= Norman Douglas Hutchinson =

British painter

Norman Douglas Hutchinson (11 October 1932 – 24 June 2010) was a British Royal painter. He was noted for his 1988 painting of Queen Elizabeth II.

== Life ==
Hutchinson was born in Calcutta, India on 11 October 1932. He was the illegitimate child of Hon. Eric Douglas – a Scottish nobleman – and his 15-year-old Anglo-Indian servant Florence. However, despite (or perhaps because of) his noble parentage, he was given to an orphanage, Dr. Graham's Homes in Kalimpong at the age of four months. He later discovered his parentage while going through the files at the Home. He eventually met his mother, when she was a widow living in poverty in Calcutta. He never met his father.

Lady Mountbatten, a patron of the orphanage, made note of the young Hutchinson's artistic talent. A portrait of Lady Mountbatten was commissioned, as was a portrait of the orphanage founder Dr. Graham. These early paintings sealed his artistic fate and future: both paintings still survive.

The young Hutchinson met and fell in love with Gloria Mudaliar, of Russian and Indian heritage (whose parents had owned a circus!). They married in 1955 and moved to London in 1959, with her sister and their two young children. He eventually started an engineering company which became very successful, though he continued his paintings on the side, with Gloria his most frequent subject. His portrait commissions continued to come in, albeit irregularly; it was his painting of the Queen Mother, wearing the famous Koh-i-Noor diamond from India, that brought him fame, and, to a certain extent, fortune.

The family bought two farmhouses in the south of France, with an extensive garden, which they renovated in Indian style.

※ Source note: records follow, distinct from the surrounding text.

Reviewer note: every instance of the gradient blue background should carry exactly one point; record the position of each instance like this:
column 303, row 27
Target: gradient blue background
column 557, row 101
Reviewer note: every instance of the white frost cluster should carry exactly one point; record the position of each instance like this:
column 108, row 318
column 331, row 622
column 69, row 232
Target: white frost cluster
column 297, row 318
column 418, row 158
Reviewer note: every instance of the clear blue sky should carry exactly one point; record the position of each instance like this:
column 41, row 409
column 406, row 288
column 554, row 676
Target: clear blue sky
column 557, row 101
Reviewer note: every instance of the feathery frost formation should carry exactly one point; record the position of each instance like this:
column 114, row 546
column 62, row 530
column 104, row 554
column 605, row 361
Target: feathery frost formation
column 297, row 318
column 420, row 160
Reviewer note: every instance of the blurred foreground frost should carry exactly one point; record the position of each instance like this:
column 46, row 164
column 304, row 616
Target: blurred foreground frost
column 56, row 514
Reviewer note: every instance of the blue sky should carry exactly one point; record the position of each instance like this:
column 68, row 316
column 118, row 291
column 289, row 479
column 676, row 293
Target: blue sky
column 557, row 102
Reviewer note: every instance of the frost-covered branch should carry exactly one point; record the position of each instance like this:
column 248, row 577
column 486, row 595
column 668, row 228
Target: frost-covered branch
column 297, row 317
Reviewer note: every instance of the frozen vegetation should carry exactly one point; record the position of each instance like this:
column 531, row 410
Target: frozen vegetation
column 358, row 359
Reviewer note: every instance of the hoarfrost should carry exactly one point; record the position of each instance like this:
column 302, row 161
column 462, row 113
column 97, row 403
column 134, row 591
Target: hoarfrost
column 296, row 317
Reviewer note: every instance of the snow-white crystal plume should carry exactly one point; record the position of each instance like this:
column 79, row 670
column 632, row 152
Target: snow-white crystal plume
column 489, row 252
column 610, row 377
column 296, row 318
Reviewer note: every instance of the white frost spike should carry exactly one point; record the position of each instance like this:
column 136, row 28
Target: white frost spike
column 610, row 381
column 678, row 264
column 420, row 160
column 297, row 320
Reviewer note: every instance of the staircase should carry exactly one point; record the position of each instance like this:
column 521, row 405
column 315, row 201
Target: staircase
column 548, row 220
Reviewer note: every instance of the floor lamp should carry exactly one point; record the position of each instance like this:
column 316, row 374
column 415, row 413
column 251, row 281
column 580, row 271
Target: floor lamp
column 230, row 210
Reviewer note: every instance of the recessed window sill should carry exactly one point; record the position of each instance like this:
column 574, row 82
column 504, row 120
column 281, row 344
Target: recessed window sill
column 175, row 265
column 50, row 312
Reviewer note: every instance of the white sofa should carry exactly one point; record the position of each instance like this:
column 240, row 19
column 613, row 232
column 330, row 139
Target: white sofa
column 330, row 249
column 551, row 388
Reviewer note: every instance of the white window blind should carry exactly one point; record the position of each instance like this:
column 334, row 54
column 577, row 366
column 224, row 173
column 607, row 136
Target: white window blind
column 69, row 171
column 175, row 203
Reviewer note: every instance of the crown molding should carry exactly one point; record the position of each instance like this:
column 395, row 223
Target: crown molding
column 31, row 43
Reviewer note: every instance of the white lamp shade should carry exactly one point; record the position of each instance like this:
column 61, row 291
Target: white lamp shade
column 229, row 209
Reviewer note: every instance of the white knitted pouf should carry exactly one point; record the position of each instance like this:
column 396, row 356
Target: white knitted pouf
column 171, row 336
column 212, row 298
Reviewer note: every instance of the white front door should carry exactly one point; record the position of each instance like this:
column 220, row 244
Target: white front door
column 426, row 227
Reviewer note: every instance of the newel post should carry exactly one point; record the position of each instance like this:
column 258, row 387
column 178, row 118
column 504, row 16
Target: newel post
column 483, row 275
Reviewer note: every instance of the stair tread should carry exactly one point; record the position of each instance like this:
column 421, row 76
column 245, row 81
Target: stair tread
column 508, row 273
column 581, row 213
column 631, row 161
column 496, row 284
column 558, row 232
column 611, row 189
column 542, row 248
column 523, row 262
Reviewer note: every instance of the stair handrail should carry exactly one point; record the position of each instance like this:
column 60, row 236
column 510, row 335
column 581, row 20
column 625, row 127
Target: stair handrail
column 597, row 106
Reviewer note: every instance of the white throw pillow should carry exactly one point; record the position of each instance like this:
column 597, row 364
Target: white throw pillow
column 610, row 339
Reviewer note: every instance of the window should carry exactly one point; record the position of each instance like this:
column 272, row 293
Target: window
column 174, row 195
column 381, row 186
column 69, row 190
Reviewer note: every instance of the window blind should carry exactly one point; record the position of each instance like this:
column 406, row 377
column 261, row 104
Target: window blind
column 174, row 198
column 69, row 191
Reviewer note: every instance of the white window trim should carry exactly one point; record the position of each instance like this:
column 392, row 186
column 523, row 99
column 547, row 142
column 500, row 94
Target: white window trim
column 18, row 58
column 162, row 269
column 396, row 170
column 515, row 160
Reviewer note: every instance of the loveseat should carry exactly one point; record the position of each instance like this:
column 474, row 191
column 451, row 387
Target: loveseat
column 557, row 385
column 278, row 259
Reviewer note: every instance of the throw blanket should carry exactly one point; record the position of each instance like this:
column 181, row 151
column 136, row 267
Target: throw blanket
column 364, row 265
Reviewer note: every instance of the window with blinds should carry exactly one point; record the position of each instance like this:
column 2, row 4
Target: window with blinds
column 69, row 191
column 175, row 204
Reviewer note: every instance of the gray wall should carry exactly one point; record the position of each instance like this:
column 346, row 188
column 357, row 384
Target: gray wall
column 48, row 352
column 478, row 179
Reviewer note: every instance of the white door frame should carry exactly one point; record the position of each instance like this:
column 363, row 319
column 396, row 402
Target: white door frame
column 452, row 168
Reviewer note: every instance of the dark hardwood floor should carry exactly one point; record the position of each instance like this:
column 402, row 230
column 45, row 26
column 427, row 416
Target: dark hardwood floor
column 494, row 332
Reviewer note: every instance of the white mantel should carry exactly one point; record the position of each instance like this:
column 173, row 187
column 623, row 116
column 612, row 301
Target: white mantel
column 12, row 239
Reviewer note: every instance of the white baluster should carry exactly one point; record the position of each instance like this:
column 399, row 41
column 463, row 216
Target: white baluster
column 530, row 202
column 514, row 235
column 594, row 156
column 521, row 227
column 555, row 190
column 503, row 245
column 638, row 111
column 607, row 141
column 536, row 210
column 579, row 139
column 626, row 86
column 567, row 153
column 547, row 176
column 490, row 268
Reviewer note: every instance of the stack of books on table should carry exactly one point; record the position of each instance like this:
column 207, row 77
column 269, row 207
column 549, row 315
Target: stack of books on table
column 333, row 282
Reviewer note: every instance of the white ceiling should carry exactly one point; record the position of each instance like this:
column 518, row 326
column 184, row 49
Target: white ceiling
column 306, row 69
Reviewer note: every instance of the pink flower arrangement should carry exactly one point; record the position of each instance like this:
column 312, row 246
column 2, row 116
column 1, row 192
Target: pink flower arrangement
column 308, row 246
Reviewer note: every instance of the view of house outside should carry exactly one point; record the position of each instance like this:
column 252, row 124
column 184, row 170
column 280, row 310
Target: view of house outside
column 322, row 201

In 1988, they revisited India for the first time and made capital contributions toward a new dormitory at the orphanage where Hutchinson grew up. They eventually moved to Morocco.

As a painter, Hutchinson's works include portraits of Nehru, Prince Philip, Elizabeth and the Queen Mother.

Hutchinson died on the evening of 24 June 2010 at his home in Marrakesh, Morocco. His wife still lives in Dar el Mudal today, and rents out rooms to visitors.